Synopses & Reviews
Focusing on portrayals of Mussolini's Italy, Hitler's Germany, and Stalin's Russia in U.S. films, magazine and newspaper articles, books, plays, speeches, and other texts, Benjamin Alpers traces changing American understandings of dictatorship from the late 1920s through the early years of the Cold War.
During the early 1930s, most Americans' conception of dictatorship focused on the dictator. Whether viewed as heroic or horrific, the dictator was represented as a figure of great, masculine power and effectiveness. As the Great Depression gripped the United States, a few people--including conservative members of the press and some Hollywood filmmakers--even dared to suggest that dictatorship might be the answer to America's social problems.
In the late 1930s, American explanations of dictatorship shifted focus from individual leaders to the movements that empowered them.
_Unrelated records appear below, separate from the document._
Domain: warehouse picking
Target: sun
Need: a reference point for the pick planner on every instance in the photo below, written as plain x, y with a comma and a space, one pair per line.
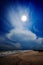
23, 18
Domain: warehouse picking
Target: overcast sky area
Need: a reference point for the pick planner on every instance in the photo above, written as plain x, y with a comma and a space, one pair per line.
14, 32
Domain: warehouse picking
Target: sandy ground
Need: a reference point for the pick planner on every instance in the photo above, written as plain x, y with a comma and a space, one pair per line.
23, 58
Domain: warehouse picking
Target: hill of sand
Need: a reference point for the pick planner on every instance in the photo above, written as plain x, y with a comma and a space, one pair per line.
23, 58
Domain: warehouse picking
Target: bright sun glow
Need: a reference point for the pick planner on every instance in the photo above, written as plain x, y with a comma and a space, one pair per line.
23, 18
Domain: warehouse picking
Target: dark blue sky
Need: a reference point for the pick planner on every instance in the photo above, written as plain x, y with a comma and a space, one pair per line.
17, 35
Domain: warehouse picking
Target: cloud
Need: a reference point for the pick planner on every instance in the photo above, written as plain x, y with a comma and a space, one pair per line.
21, 35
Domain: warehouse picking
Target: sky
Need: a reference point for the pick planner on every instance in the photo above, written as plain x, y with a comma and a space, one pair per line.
16, 34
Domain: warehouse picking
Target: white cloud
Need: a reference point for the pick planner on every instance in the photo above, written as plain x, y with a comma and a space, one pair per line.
21, 35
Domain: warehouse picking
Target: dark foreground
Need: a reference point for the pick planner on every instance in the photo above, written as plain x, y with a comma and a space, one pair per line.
23, 58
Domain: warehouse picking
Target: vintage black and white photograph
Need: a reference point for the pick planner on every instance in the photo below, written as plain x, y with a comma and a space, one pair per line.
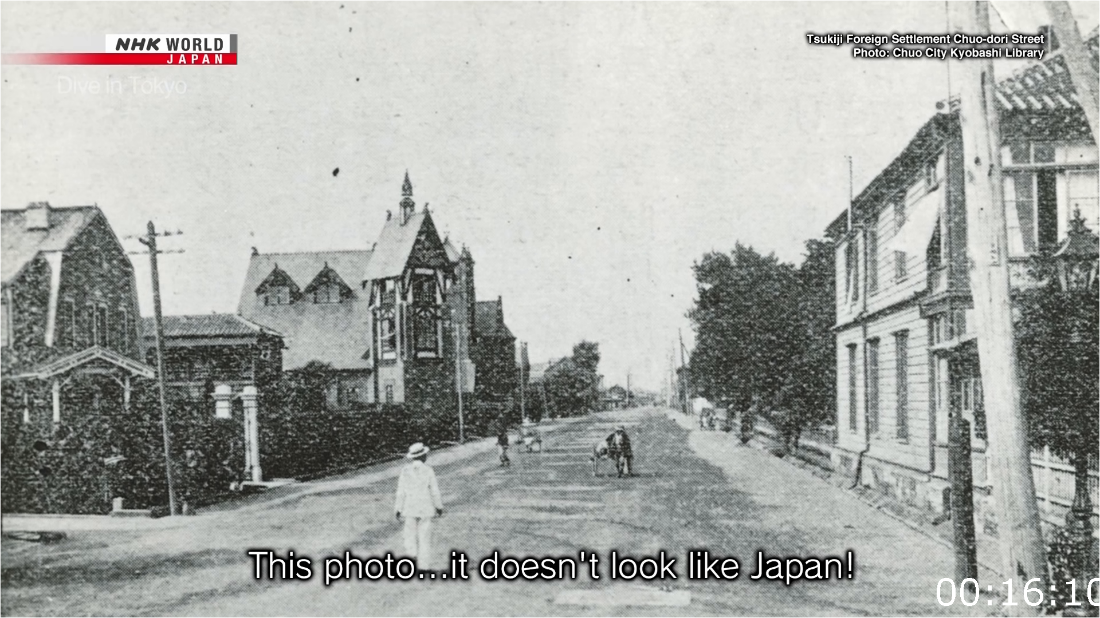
521, 308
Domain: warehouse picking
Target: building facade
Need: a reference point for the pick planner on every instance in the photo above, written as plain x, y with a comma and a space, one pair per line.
69, 315
204, 352
397, 321
906, 357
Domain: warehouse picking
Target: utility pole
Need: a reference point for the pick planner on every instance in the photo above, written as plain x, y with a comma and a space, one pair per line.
683, 378
1076, 55
628, 388
459, 382
150, 241
672, 379
1021, 540
523, 385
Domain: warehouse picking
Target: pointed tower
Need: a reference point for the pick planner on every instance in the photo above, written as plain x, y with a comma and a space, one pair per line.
407, 205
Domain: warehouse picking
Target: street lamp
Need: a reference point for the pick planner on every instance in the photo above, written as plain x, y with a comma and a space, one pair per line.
1076, 257
1076, 265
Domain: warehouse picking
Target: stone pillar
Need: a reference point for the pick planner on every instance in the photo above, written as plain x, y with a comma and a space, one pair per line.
56, 390
222, 401
251, 434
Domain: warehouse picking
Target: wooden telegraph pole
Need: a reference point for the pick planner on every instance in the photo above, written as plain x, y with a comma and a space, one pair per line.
523, 385
683, 378
1076, 55
150, 241
459, 382
1021, 541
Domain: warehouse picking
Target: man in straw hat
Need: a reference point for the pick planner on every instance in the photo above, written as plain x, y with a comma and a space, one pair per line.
418, 500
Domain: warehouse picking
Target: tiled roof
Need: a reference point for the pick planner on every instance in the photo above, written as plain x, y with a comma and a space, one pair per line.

Totalitarianism became the image against which a view of democracy emphasizing tolerance and pluralism and disparaging mass movements developed. First used to describe dictatorships of both right and left, the term "totalitarianism" fell out of use upon the U.S. entry into World War II. With the war's end and the collapse of the U.S.-Soviet alliance, however, concerns about totalitarianism lay the foundation for the emerging Cold War.
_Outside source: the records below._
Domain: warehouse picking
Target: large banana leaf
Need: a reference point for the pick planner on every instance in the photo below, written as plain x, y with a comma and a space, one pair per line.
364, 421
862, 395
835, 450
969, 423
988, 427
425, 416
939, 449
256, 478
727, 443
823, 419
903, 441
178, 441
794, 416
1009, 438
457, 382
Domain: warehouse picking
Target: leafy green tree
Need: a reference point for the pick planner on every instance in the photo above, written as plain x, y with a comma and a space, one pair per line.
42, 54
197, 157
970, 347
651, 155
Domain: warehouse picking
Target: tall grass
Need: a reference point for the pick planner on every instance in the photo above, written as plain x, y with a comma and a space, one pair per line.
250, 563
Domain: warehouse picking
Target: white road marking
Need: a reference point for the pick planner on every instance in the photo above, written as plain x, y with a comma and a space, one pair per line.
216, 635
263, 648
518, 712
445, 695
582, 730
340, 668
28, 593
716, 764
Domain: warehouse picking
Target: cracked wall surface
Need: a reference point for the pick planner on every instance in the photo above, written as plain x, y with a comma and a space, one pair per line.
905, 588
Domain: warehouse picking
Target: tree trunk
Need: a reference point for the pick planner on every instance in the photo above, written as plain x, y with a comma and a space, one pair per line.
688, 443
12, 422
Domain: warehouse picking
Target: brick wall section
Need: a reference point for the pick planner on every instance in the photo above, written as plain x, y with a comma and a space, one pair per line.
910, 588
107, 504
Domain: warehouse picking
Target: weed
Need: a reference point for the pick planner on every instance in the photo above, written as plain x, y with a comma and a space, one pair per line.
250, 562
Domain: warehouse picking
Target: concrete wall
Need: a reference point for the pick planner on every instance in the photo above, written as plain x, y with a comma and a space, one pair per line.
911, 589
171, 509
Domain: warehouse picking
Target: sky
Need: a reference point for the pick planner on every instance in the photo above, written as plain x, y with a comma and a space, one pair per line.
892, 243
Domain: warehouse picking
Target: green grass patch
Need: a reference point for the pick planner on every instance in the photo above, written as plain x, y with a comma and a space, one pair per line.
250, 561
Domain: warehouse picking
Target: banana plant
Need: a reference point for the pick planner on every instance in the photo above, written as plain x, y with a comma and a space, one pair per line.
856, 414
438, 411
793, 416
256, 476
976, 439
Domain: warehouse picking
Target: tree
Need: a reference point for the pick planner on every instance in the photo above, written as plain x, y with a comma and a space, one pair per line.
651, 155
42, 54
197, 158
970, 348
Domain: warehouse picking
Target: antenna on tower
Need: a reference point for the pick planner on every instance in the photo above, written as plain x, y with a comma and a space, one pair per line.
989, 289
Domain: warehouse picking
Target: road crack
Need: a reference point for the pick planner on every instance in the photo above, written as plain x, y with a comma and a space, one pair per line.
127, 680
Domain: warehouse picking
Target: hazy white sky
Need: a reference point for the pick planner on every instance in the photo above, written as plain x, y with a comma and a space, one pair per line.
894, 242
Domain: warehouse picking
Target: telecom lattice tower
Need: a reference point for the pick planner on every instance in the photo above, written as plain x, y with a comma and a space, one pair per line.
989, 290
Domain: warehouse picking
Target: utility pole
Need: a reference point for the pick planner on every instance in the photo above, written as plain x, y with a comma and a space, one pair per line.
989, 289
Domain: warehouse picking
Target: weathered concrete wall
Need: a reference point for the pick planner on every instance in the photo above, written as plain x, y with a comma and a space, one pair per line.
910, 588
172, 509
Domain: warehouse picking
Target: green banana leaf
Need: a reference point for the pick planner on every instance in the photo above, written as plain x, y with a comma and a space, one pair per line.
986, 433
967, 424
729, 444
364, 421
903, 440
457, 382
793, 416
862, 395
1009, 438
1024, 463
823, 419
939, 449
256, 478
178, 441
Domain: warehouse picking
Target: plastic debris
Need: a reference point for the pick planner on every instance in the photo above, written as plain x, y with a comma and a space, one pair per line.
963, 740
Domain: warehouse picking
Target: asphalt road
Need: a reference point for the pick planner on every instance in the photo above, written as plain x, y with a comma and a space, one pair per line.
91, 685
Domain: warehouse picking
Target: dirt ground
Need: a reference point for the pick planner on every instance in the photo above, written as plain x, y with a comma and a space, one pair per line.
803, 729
"A first-rate book. Others have told parts of this story, but no one has put it all together as Alpers does. His readings of oft-analyzed texts such as George Orwell's 1984 and Hannah Arendt's Origins of Totalitarianism are illuminating and fresh, and he brings to light a good deal of less familiar source material. (Robert Westbrook, University of Rochester)"
Includes bibliographical references (p. -379) and index.
About the Author
Benjamin L. Alpers is assistant professor of history and film and video studies in the Honors College at the University of Oklahoma in Norman.